Mr. Mather was committed to expanding Philadelphia’s collection of public art through commissioning and acquiring public sculptures. During his leadership, the Association carried out the commissioning initiative Form and Function, which led to the permanent installation of a number of beloved public artworks, including Jody Pinto’s Fingerspan (1987) along the Wissahickon Creek and Martin Puryear’s Pavilion in the Trees (1993) near the Fairmount Park Horticulture Center.
“We will all miss him so – his quick wit, amazing knowledge of all things and kind and gentle nature,” said his daughter, Dorothy Ix. “He loved his work with aPA so much.”

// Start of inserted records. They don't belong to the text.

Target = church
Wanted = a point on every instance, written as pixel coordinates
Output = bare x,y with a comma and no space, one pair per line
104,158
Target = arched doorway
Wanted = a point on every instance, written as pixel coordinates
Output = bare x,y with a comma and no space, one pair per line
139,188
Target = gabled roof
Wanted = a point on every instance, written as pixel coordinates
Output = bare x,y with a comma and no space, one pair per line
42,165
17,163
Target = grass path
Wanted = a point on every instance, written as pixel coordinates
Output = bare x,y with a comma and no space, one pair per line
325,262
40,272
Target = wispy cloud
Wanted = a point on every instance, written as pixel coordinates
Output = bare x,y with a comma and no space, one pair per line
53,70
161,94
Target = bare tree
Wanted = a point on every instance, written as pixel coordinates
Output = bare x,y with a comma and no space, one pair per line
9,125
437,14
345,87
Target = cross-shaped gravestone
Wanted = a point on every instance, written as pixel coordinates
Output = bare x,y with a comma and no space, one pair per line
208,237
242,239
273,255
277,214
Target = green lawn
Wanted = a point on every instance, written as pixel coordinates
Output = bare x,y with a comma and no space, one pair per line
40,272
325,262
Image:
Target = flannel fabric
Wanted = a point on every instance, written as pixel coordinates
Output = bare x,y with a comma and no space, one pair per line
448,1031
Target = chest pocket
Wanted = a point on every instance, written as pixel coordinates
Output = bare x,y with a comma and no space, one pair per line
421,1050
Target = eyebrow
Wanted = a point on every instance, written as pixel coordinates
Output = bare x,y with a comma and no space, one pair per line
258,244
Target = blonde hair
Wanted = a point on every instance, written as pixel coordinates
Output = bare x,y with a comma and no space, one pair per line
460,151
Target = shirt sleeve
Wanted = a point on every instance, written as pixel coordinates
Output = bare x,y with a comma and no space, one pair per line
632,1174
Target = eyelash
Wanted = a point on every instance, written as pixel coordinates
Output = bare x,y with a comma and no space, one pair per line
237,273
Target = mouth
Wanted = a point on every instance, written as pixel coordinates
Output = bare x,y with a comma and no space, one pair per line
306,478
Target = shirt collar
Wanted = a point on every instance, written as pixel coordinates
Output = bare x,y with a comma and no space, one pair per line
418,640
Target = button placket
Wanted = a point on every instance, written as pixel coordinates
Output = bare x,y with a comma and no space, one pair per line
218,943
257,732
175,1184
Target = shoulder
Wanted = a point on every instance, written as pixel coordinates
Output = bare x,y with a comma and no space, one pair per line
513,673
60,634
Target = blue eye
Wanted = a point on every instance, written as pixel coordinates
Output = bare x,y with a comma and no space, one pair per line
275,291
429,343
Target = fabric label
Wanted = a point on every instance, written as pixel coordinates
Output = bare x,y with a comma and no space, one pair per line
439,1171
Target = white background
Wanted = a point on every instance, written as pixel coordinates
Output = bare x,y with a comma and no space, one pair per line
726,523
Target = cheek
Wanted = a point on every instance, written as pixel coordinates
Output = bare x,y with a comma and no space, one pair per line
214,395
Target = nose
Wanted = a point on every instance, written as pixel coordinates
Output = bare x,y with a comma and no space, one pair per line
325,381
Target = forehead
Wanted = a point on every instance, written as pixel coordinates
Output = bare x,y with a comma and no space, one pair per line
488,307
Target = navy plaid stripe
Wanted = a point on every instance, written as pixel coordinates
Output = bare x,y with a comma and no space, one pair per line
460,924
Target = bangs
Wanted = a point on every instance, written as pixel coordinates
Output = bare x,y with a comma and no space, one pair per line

He was also committed to the preservation of public art, including extensive conservation treatment of Louise Nevelson’s Atmosphere and Environment XII (1970) that the Association oversaw in 2007.
Other notable acquisitions of the Association that Mr. Mather endorsed include Mark di Suvero’s Iroquois and Barbara Hepworth’s Rock Form (Porthcurno) sculptures, installed along the Parkway in 2007 and 2012, respectively, with the support of the late David N. Pincus.
“We will miss his ‘calm humor’ and ‘gentle wit’ as aPA Board members have described him,” said aPA Executive Director & Chief Curator, Penny Balkin Bach. “He has made a lasting impression on this organization, and his legacy of service will not soon be forgotten.”